Les membres des collectivités «ethniques», hommes et femmes, bénéficient d’un droit de jouissance sur la base des lots qui leur sont attribués. Reste qu’ils sont tenus de les exploiter d’une manière personnelle et directe. Il en ressort donc que l’attributaire d’un lot collectif n’est pas autorisé à le donner en location à un tiers ou à un autre membre de la collectivité. De même, le droit de jouissance dont il dispose n’est ni prescriptible, ni saisissable.

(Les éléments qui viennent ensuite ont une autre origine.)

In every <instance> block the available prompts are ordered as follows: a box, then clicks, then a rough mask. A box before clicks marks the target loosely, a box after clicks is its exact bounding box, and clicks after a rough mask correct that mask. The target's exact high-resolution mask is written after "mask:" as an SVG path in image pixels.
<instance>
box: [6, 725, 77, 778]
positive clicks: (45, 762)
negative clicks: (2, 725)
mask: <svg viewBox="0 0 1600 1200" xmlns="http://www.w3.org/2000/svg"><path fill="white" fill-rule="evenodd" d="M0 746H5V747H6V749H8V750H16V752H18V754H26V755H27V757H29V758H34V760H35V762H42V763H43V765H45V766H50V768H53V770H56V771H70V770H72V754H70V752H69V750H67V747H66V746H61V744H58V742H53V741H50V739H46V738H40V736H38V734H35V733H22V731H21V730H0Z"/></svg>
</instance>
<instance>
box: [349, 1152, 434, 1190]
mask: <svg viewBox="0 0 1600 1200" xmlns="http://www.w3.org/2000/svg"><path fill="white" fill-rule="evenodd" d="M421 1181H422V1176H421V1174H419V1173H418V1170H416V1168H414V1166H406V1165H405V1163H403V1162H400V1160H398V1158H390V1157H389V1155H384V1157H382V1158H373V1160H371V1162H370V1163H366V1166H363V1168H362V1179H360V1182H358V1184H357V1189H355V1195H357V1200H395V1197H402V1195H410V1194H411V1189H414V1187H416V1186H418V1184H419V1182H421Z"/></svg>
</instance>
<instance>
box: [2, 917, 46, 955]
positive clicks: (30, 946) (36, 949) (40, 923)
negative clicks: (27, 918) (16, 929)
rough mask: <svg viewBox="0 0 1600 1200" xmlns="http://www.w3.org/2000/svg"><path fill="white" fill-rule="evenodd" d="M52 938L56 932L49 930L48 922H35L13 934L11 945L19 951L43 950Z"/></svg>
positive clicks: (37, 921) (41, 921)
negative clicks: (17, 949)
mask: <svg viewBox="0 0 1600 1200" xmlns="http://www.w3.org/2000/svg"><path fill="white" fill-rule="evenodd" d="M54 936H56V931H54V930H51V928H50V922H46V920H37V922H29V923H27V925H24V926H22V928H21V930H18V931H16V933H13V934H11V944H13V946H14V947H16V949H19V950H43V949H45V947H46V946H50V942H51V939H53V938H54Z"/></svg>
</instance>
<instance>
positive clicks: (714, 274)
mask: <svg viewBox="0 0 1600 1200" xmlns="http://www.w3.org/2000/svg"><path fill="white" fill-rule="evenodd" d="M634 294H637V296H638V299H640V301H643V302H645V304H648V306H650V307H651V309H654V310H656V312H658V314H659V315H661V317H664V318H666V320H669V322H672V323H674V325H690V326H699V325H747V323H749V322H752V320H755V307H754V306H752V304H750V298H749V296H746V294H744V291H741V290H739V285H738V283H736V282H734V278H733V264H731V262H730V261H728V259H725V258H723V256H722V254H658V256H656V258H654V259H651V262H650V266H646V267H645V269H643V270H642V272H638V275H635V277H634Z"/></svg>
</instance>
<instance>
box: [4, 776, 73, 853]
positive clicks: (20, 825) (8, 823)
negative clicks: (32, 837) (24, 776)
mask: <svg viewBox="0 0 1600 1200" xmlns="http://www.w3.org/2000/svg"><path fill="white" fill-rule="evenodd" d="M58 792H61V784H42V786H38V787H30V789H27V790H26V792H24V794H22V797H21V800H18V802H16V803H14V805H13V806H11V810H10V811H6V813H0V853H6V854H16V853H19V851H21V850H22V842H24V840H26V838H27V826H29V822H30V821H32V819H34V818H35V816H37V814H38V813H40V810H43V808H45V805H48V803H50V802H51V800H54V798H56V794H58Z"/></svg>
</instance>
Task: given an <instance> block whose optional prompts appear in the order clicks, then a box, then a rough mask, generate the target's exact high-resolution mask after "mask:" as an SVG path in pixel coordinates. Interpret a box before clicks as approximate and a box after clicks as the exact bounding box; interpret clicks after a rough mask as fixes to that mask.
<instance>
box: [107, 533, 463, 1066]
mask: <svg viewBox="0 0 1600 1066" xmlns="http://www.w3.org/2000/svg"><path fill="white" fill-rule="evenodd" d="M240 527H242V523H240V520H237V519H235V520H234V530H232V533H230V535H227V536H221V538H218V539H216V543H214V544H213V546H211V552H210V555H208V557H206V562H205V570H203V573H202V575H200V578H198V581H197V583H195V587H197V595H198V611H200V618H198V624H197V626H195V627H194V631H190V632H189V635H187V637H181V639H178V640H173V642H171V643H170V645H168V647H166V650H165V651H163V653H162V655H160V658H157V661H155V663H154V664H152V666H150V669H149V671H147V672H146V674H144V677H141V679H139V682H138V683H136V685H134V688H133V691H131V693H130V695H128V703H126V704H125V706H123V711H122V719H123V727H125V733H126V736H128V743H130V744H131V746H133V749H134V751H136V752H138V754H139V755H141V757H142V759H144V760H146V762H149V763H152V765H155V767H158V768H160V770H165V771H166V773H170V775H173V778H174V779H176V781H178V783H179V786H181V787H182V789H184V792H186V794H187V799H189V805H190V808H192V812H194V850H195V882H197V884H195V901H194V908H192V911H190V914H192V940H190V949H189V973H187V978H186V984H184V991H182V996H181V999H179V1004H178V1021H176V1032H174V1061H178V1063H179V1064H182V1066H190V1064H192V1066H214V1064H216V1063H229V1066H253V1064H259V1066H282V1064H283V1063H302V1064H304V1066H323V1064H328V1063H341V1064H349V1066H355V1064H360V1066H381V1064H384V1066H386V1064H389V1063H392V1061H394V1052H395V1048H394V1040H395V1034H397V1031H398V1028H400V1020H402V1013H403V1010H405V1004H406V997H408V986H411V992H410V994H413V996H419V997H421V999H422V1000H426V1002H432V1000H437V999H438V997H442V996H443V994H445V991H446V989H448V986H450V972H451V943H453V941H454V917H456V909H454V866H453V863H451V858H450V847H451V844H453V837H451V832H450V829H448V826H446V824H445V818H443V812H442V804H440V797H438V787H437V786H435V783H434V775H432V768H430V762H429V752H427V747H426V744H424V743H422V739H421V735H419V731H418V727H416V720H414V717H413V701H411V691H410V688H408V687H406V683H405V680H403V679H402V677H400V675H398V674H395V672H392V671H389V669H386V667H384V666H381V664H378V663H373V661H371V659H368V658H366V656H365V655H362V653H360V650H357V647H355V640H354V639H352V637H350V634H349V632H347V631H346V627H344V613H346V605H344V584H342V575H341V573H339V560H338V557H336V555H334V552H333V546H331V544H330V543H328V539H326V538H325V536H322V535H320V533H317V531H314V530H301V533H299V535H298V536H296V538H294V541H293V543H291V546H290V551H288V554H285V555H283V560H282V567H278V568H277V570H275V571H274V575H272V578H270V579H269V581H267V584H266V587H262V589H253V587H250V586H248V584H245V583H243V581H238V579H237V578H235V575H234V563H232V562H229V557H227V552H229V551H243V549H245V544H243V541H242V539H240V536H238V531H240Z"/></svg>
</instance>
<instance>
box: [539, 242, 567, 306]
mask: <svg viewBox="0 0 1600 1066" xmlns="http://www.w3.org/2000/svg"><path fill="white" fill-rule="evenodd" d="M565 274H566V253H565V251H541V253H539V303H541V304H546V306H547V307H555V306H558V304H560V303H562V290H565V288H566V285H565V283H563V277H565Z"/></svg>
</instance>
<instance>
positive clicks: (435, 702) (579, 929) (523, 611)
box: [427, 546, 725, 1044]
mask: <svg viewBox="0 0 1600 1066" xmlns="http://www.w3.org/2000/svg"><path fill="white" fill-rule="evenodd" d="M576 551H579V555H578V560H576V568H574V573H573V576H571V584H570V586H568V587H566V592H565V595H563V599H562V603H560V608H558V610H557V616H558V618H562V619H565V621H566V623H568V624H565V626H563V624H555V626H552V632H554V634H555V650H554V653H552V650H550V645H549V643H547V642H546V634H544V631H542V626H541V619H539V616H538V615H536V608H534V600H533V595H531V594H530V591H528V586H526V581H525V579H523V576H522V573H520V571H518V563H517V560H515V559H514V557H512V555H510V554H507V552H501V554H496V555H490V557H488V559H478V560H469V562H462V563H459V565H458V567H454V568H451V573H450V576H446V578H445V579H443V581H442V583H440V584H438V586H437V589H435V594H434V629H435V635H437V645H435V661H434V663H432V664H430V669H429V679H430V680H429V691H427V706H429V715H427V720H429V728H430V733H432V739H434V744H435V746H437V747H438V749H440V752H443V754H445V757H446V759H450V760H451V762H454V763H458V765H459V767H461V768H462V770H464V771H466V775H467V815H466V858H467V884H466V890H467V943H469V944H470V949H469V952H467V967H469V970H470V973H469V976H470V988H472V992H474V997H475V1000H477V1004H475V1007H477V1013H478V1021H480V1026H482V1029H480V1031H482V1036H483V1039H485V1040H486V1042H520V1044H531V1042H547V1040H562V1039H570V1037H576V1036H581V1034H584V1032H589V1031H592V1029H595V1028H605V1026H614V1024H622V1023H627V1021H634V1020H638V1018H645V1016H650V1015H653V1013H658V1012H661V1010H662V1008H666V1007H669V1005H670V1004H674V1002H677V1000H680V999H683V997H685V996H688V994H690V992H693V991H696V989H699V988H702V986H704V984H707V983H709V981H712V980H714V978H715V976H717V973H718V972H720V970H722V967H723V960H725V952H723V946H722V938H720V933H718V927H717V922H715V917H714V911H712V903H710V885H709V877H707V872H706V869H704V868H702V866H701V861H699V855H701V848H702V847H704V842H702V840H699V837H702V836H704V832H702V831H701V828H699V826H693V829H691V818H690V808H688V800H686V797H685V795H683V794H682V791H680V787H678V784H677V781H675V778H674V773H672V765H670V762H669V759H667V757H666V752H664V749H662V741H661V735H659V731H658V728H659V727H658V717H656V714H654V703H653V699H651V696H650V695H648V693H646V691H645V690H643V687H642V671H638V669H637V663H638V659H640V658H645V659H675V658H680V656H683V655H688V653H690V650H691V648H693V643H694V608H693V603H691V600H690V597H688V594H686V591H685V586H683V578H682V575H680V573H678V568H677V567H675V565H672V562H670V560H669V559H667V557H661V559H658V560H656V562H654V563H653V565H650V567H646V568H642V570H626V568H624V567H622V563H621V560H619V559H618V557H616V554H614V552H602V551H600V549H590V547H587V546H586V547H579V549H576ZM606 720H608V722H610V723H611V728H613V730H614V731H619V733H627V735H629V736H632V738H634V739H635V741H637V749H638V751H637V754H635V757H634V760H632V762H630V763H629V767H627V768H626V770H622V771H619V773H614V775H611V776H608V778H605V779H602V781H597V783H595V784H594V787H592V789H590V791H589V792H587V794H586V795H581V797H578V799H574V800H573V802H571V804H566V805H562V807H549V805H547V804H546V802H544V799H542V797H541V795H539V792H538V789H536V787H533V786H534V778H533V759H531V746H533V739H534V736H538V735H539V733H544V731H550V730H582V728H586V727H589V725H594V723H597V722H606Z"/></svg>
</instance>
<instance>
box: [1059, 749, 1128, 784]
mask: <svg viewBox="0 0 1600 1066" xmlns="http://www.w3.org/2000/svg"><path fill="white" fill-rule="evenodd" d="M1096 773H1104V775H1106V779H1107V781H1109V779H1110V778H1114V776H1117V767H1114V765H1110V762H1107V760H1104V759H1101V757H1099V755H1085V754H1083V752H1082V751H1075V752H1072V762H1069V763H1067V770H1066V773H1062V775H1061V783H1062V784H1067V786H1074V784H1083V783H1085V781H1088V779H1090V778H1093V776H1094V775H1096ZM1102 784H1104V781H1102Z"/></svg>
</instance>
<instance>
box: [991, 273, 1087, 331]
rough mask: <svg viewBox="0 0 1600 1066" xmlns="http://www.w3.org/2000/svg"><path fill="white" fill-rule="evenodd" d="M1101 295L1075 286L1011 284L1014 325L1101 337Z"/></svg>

Quant à la liste des collectivités « ethniques», elle est établie par les gouverneurs des provinces et préfectures. Chaque collectivité est représentée par des représentants choisis parmi ses membres. Et contrairement à la pratique antérieure, les représentants peuvent être des femmes, membres de la collectivité. Le mode de choix des représentants sera fixé par voie réglementaire.
Les biens des collectivités «ethniques» ne peuvent pas être acquis par la voie de la possession ou la prescription. En plus, ils sont insaisissables et ne peuvent être cédés que dans des cas bien précis. Par contre, ils peuvent faire l’objet de la procédure d’expropriation pour cause d’utilité publique. Toutefois, le texte ouvre une grande porte à la Melkisation des terres agricoles appartenant aux collectivités «ethniques», situées à l’extérieur des périmètres irrigués et non couvertes par des documents d’urbanisation. Ainsi, il est prévu qu’elles peuvent faire l’objet de morcellement avec l’attribution des lots, à titre de propriété divise ou indivise, à un ou plusieurs collectivistes.
En outre, le projet de texte prévoit que les terres collectives peuvent être cédées, de gré à gré ou dans le cadre d’accords d’association et d’échange, au profit de l’Etat, des établissements publics, des collectivités territoriales et des collectivités « ethniques». Elles peuvent être également cédées ou échangées après appel à la concurrence, mais aussi de gré à gré, au profit d’opérateurs publics et privés. Il en ressort donc que le projet de texte ouvre la porte à la Melkisation des terres collectives non seulement au profit des collectivistes, mais aussi au profit de personnes publiques et privées.